CONGRES HEBDO
Le Pr Pierre Michetti et le Dr Irène Corthesy-Theulaz ont été parmi les premiers à développer un vaccin dirigé contre Helicobacter pylori (HP), d'abord chez la souris, puis chez l'homme. C'est en utilisant un antigène purifié d'HP, l'uréase, qu'ils ont pu démontrer son efficacité chez l'animal, non seulement à titre prophylactique, mais également thérapeutique sur des souris préalablement infectées. Sans toutefois permettre l'éradication complète du pathogène de l'estomac, ce vaccin a permis de diminuer la charge bactérienne d'un facteur allant de 100 à 1 000.
Ces résultats encourageants ont incité le Pr Michetti à conduire quatre essais cliniques distincts afin de tester la faisabilité de la vaccination anti- Helicobacter chez l'homme. L'objectif de la première étude était de s'assurer de la possibilité d'administrer l'uréase recombinante de HP par voie orale sans induire d'effets secondaires. Les résultats ont été positifs, mais ils ont également révélé la nécessité d'adjoindre un adjuvant à l'uréase pour d'induire la réponse immunitaire de l'hôte, l'uréase seule n'ayant pas été suffisante. Deux autres études ont évalué l'intérêt d'une toxine bactérienne, la toxine LT de Escherichia coli, comme adjuvant de l'uréase. A la dose de 10 μg, la toxine LT a provoqué des diarrhées sévères chez les premiers patients testés, mais elle a été mieux tolérée à des doses plus faibles.
Diminution de la charge bactérienne
Les deux tiers des patients vaccinés ont développé une réponse humorale anti- Helicobacter, qui s'est accompagnée d'une diminution de la charge bactérienne au niveau de l'estomac, démontrant l'efficacité du vaccin. Il faut souligner toutefois que l'infection n'a été éradiquée chez aucun des patients. Une dernière étude a apprécié la faisabilité de l'administration du vaccin par voie rectale. Aucun effet secondaire n'a été constaté, mais les patients sont restés infectés. Considérées dans leur ensemble, ces études suggèrent que l'inefficacité de l'approche vaccinale ne dépend pas de l'antigène utilisé, mais que la vaccination par voie muqueuse avec un adjuvant de type toxine bactérienne ne permet pas (encore) de générer chez l'homme la réponse protectrice observée chez la souris.
L'une des raisons pour lesquelles le développement du vaccin anti- Helicobacter chez l'homme est actuellement au point mort est l'absence de connaissances sur les mécanismes immunitaires impliqués l'élimination du pathogène.
Il est clairement établi aujourd'hui que les lymphocytes T CD4 sont cruciaux pour éliminer HP, alors que ni les lymphocytes T CD8, ni les lymphocytes B producteurs d'anticorps ne sont requis. Cette notion est importante, car la majorité des chercheurs travaillant sur les vaccins anti- Helicobacter ont pu observer que les titres d'anticorps anti-HP circulants dans le sang des individus vaccinés n'étaient que très rarement prédictifs d'une éventuelle éradication ou guérison, chez l'animal aussi bien que chez l'homme.
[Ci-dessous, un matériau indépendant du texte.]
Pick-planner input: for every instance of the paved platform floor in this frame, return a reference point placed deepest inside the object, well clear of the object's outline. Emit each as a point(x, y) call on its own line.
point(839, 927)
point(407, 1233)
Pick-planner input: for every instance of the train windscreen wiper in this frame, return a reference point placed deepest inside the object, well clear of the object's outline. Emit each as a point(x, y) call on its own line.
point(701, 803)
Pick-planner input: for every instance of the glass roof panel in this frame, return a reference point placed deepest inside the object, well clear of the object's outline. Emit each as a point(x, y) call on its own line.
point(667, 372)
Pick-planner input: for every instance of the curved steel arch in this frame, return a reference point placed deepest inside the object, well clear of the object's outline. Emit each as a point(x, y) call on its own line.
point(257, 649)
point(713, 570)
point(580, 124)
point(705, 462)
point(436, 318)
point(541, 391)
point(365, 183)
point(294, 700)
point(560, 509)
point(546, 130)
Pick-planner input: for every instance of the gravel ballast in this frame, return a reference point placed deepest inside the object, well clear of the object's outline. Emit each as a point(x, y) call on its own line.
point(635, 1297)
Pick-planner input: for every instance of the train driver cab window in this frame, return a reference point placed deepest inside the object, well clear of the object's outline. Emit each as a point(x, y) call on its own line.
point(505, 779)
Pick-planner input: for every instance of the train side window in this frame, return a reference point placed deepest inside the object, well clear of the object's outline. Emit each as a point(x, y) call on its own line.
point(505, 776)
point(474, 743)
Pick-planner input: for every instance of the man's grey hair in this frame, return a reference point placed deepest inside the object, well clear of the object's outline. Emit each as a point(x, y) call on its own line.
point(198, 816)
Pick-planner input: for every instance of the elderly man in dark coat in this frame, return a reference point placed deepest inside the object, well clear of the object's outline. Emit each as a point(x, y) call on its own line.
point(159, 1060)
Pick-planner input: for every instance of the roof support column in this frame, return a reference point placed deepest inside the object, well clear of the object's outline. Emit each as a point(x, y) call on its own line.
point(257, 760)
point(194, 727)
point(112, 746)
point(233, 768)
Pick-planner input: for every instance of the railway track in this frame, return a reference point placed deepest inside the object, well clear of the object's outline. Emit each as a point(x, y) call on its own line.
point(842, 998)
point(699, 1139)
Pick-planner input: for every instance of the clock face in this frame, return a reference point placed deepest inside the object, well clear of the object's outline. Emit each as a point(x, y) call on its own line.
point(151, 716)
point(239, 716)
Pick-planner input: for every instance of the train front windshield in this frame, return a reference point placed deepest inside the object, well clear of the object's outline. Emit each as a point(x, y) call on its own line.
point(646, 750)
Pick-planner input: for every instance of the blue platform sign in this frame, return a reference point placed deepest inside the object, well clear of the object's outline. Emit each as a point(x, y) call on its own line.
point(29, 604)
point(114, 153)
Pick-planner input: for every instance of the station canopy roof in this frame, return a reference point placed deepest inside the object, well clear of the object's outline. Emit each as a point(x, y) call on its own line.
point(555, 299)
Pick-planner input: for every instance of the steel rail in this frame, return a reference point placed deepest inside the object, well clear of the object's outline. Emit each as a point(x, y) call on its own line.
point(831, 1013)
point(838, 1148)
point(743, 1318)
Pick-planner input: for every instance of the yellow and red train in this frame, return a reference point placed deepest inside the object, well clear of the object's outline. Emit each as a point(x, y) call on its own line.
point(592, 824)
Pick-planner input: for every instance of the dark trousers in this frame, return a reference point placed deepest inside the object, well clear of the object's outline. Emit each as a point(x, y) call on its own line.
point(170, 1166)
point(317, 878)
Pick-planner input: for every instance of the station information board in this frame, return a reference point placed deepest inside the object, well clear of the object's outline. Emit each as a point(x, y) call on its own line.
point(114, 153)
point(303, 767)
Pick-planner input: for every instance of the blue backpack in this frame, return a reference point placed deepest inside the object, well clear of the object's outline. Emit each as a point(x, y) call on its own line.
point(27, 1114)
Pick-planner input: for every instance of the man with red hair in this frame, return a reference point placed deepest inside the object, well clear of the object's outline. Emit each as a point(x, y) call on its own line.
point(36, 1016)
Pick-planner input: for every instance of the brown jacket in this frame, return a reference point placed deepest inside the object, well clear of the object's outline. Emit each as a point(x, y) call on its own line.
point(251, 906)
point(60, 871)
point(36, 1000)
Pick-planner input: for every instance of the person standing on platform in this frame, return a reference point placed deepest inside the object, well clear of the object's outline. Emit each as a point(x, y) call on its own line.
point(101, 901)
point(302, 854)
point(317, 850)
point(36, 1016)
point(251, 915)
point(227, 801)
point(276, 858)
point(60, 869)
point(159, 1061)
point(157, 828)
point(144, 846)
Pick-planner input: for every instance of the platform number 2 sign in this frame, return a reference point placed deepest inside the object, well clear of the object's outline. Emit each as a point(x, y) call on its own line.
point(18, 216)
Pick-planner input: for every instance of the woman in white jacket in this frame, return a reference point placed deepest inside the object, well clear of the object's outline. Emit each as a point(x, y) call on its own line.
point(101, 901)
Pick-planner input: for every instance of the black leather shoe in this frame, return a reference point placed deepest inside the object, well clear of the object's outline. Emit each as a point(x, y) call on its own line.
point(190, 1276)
Les taux d'anticorps ne sont pas prédictifs
Or c'est ce paramètre - le taux sérique d'anticorps anti-HP - qui a été utilisé dans la plupart des études cliniques pour évaluer l'efficacité du vaccin chez l'homme. Il n'est donc pas étonnant de constater qu'aucun patient n'a pu être guéri dans ces études, alors que l'on pouvait observer chez la majorité d'entre eux la présence d'anticorps anti-HP. Par conséquent, aujourd'hui, les travaux de recherche retournent vers les modèles animaux pour essayer d'identifier les mécanismes immunitaires de protection, en particulier pour mieux comprendre comment les cellules CD4 protectrices - les seules cellules immunes clairement identifiées - migrent vers l'estomac depuis le sang et les ganglions, après y avoir été « activées » pour combattre HP. Enfin, il est nécessaire d'élucider comment ces cellules vont participer à la réponse immunitaire locale anti-HP. Il reste à déterminer si d'autres cellules du systèmes immunitaire sont également impliquées localement ou si les lymphocytes CD4, via la production de médiateurs solubles, peuvent intervenir sur la niche écologique de HP, en modifiant, par exemple, la production du mucus gastrique, une hypothèse récemment évoquée.
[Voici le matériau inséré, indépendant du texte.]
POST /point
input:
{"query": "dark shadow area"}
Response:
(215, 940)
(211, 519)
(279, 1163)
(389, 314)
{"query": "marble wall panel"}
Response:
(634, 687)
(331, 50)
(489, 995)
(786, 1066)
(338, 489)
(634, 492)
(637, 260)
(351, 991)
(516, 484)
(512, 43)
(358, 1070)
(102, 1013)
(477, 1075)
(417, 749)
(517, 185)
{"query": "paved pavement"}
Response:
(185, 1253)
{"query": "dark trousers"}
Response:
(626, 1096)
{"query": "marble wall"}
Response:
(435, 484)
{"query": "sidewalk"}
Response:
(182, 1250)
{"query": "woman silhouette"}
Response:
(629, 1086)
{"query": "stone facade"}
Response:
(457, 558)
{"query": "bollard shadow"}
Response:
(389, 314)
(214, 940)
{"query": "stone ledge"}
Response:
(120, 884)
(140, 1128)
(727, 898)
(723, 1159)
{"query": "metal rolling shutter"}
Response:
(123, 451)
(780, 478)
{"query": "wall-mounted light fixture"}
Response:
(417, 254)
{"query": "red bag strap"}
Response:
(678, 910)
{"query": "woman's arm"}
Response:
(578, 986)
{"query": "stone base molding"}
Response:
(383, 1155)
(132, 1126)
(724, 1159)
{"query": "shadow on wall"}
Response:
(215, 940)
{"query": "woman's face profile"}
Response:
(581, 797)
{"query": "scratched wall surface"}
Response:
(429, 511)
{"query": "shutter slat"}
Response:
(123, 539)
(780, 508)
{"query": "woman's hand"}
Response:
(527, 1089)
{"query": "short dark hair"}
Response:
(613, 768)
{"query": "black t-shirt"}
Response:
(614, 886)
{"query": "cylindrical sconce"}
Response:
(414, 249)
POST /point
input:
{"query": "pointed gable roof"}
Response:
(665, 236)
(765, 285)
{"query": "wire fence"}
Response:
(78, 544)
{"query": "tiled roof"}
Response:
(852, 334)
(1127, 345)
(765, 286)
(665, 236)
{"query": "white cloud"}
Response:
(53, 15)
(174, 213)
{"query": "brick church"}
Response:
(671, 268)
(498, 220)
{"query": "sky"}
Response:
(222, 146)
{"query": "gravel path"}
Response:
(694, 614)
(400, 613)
Ainsi, en identifiant chez la souris les mécanismes immunitaires de protection contre HP, ces paramètres pourront être appliqués à l'homme dans le cadre de nouvelles études cliniques pour développer enfin un vaccin qui soit fiable, et surtout efficace.
D'après un entretien avec le Dr Patrick Isler, division de gastro-entérologie et d'hépatologie, centre hospitalier universitaire vaudois, Lausanne (Suisse).